We use the second to fourth metrics for model evaluation by comparing them with the ground truth (GT) in the testing set. These metrics are strictly reserved for evaluation and should not be utilized during optimization. On the other hand, the differential of the fifth loss is difficult to solve, which makes it hard to be added in the gradient-based optimization process. Therefore, we choose our optimization objective to minimize the first loss function, and use the other four metrics to validate and measure the accuracy and quality of the results. It may be a promising task to add the fifth loss as a regularization term in the optimization process and enhance the quality of the results in the future.

评论

Dear reviewer HpwZ,

We are truly grateful for your insightful comments and advice, which have played a significant role in enhancing the quality and clarity of our paper.

We hope that the additional details and experimental results we provided have effectively addressed your concerns. As the rebuttal period comes to an end, we kindly request your thoughts on our rebuttal and ask that you consider raising your score accordingly. If there are any remaining concerns, please feel free to share them with us.
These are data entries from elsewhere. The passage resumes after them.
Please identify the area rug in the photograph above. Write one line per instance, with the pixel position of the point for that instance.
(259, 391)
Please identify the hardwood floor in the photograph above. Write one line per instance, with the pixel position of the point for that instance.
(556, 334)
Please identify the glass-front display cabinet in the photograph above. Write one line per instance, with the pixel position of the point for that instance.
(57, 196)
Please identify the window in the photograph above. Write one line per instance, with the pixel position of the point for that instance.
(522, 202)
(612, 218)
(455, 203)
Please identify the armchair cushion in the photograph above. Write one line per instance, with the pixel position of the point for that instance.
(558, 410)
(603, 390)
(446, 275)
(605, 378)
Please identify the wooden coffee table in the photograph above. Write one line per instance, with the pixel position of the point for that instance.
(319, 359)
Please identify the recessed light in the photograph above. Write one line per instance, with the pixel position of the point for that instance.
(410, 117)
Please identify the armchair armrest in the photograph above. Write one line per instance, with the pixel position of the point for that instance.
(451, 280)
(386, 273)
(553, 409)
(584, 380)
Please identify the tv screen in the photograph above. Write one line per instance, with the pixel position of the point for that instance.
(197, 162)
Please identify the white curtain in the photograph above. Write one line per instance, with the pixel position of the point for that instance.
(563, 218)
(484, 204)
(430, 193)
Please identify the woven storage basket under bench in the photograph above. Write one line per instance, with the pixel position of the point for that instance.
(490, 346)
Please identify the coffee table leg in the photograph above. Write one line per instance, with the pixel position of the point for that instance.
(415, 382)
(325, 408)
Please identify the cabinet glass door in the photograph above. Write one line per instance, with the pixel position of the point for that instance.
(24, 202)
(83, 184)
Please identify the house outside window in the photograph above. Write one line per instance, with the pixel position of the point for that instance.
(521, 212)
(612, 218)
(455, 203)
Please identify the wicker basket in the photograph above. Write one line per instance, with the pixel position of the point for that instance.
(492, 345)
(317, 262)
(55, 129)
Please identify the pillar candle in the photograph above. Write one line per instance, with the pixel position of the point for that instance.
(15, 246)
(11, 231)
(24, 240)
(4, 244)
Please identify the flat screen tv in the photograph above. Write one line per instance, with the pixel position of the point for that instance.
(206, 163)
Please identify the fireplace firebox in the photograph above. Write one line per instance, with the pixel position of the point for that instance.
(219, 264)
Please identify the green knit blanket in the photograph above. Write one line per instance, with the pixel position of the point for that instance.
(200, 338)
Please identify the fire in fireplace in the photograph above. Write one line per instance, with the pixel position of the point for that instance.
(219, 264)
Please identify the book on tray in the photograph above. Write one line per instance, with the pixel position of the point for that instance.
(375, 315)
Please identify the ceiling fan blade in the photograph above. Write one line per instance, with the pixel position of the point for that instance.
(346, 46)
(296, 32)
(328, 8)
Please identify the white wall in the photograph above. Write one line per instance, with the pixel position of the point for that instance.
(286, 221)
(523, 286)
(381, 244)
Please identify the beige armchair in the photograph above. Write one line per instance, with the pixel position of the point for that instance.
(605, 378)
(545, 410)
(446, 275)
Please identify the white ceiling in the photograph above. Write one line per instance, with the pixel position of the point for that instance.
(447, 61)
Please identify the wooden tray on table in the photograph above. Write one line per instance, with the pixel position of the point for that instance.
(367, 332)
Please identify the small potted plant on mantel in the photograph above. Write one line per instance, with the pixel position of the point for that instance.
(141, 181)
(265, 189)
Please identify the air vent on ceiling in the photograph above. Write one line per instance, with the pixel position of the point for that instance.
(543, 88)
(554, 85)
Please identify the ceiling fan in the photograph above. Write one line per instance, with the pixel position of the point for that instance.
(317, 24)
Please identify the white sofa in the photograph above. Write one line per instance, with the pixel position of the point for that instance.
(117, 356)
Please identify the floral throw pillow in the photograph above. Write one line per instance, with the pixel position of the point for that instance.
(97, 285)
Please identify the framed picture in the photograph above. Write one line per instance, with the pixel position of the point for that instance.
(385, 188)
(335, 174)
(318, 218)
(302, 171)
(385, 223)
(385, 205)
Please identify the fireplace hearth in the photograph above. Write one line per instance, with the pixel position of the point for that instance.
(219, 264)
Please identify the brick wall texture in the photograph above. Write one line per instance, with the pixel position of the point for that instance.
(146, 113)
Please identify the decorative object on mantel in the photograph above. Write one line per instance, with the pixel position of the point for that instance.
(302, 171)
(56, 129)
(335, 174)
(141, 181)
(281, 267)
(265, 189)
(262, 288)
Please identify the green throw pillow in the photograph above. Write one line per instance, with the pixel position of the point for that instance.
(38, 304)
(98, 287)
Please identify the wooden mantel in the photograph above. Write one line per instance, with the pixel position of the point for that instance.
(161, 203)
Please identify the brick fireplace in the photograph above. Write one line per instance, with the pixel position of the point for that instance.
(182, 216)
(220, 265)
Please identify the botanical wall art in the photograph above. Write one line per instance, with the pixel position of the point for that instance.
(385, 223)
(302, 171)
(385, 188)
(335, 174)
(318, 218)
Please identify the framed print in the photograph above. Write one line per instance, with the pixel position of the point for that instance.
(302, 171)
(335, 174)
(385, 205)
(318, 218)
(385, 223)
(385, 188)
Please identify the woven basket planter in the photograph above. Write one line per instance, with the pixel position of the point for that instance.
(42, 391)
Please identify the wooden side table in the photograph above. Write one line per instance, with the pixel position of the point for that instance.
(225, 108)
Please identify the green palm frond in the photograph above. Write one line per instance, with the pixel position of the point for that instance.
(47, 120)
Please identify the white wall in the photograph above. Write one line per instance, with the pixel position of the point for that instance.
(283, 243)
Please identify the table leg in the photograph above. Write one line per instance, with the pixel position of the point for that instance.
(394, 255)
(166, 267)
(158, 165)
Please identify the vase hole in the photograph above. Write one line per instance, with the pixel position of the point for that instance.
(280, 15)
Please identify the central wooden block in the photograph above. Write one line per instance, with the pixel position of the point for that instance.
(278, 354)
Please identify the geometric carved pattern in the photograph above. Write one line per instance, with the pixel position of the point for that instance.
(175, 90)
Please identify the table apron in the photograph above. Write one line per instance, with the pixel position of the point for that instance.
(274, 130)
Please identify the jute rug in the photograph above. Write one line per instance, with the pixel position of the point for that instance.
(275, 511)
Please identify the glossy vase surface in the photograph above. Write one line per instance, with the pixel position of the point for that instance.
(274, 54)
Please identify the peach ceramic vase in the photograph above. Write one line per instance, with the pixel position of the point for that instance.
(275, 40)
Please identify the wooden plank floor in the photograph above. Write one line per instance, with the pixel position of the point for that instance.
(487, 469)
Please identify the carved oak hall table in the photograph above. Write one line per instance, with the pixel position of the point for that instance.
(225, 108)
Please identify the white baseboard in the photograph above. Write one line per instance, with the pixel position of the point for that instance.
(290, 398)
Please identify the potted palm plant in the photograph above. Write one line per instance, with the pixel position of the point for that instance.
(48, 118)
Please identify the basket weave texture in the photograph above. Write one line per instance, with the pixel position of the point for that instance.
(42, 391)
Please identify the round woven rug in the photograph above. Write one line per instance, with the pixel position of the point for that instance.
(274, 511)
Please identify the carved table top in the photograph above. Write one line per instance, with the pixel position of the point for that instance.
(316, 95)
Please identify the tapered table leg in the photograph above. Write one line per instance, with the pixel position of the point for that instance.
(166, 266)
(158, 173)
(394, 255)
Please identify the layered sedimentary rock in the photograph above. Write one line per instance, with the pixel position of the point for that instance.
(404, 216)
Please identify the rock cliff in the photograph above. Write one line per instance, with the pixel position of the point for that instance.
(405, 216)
Once again, we deeply appreciate your thoughtful review and constructive feedback.

Best,

Authors

评论

Dear Authors: Thank you for your detailed explanations and additional experiments. After reading other reviews and your feedback, I think you have answered most of my questions and addressed my concerns, especially on the structure evaluation. I still maintain that this is an interesting and novel work. I am pleased to raise my score.

评论

Thank you for your insightful and constructive feedback on our manuscript. We are encouraged by your positive comments on our approach, which motivate us to further explore this research area.

We noticed that the score (5) in your original review hasn't been updated yet. Would it be possible for us to get your new score on our submission?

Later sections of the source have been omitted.